Which expression is equivalent to 45r/s - 45rs, where s gt 0?

1. INFER the best approach

• Looking at \(\frac{45r}{s} - 45rs\), I notice both terms share the factor \(45r\)
• Strategic insight: Factor out the common term first to simplify the expression

2. SIMPLIFY by factoring out the common term

• Factor out \(45r\): \(45r(\frac{1}{s} - s)\)
• Now I need to simplify what's in the parentheses

3. SIMPLIFY the expression in parentheses

• I have: \(\frac{1}{s} - s\)
• To subtract these fractions, I need a common denominator of \(s\)
• Rewrite \(s\) as \(\frac{s²}{s}\): \(\frac{1}{s} - \frac{s²}{s}\)
• Combine: \(\frac{1 - s²}{s}\)

4. Write the final expression

• \(45r(\frac{1}{s} - s) = \frac{45r(1 - s²)}{s}\)

Answer: D

Why Students Usually Falter on This Problem

Most Common Error Path:

Weak INFER skill: Students don't recognize that factoring out \(45r\) first is the key strategic step. Instead, they try to work directly with the original fractions or attempt to combine terms incorrectly.
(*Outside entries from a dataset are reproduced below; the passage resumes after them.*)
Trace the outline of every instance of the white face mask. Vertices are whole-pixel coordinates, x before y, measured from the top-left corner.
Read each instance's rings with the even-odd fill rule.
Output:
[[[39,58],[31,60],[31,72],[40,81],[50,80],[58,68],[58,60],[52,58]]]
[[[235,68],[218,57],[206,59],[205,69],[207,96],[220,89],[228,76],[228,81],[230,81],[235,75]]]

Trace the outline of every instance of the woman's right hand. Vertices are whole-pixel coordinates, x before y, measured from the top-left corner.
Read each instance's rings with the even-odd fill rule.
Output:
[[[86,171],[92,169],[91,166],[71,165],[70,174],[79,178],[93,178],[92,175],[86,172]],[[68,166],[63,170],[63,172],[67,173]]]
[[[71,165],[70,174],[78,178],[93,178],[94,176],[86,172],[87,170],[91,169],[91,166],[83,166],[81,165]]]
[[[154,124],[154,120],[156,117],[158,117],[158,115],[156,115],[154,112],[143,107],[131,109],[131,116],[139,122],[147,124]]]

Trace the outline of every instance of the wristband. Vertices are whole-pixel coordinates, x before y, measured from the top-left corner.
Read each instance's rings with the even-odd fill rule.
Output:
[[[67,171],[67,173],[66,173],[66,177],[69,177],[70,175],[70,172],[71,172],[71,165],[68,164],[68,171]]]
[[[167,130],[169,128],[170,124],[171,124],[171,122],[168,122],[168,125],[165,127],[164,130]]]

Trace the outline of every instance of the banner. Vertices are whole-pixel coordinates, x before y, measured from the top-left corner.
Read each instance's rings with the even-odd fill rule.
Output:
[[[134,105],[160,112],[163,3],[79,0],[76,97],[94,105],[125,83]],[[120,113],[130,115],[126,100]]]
This leads to confusion about how to proceed systematically, causing them to abandon the algebraic approach and guess among the answer choices.

Second Most Common Error:

Poor SIMPLIFY execution: Students correctly factor out \(45r\) but make errors when combining \(\frac{1}{s} - s\). They might forget to convert \(s\) to \(\frac{s²}{s}\) when finding the common denominator, leading to \(\frac{45r(1-s)}{s}\) instead of the correct \(\frac{45r(1-s²)}{s}\).

This may lead them to select Choice C (\(\frac{45r(1-s)}{s}\)).

The Bottom Line:

This problem tests whether students can systematically factor expressions and work confidently with algebraic fractions. The key insight is recognizing that factoring first makes the fraction arithmetic much more manageable.